FIG. 2 is an alternative representation of a motor vehicle equipped with a supervising device according to the invention.

In the embodiment of the invention, the computer 81 makes it possible to execute a software package comprising the following modules, which communicate with one another:

- a module 811 for activating supervision, which communicates with the communication systems 2, the human-machine interface 3 and the local memory 82,
- a module 812 for supervising an automated system, which communicates with the system 5 for processing perception data, the decision-making system 6, the system 7 for controlling movement of the vehicle, and the local memory 82,
- a module 813 for updating an automated system, which communicates with the system 5 for processing perception data, the decision-making system 6, the system 7 for controlling movement of the vehicle, and the local memory 82,
- a module 814 for transferring the task of driving to a human driver, which interacts with the human-machine interface 3 and the local memory 82.

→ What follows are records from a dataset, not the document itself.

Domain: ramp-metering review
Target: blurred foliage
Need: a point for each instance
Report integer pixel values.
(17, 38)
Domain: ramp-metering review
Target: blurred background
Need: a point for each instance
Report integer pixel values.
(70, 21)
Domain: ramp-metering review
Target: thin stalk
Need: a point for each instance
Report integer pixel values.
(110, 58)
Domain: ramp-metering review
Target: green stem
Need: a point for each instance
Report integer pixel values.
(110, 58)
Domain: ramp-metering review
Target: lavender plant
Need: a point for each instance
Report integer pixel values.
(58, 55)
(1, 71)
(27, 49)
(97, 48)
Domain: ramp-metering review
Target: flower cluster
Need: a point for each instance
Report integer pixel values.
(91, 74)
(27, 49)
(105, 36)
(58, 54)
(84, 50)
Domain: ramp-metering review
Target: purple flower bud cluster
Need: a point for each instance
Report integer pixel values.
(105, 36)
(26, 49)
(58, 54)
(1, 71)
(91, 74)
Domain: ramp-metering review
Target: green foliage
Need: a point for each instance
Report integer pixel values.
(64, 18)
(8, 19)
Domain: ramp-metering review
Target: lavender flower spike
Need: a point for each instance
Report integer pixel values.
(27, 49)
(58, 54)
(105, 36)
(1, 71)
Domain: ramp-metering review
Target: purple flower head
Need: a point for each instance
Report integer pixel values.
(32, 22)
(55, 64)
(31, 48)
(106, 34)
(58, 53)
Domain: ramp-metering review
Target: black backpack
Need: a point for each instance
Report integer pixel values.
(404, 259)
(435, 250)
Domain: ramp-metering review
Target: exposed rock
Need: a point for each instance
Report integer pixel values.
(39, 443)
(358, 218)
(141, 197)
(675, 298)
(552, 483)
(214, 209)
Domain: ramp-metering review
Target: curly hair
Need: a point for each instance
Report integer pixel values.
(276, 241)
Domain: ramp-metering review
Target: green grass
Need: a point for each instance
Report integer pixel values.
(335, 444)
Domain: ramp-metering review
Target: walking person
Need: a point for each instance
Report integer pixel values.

One mode of execution of the method for controlling an autonomous vehicle will now be described with reference to FIG. 3. The method comprises four steps E1 to E4.

In a first step E1, supervision of the ordered set ENS of automated systems is activated.

In a first embodiment, activation of supervision is automatic. For example, it occurs on start-up of the autonomous vehicle 100, then the set of sub-systems is periodically supervised, with a period P that may be set or dependent on the navigation context of the vehicle.

In the first embodiment of step E1, it is for example possible to use a time delay TEMPO associated with step E1. The time delay is recorded in the local memory 82. It may take two states: a state called the inactive state, and a state called the active state. By default the time delay is in the inactive state. When a time delay is started, it enters the active state. Next, when the time delay has elapsed, the time delay enters the inactive state.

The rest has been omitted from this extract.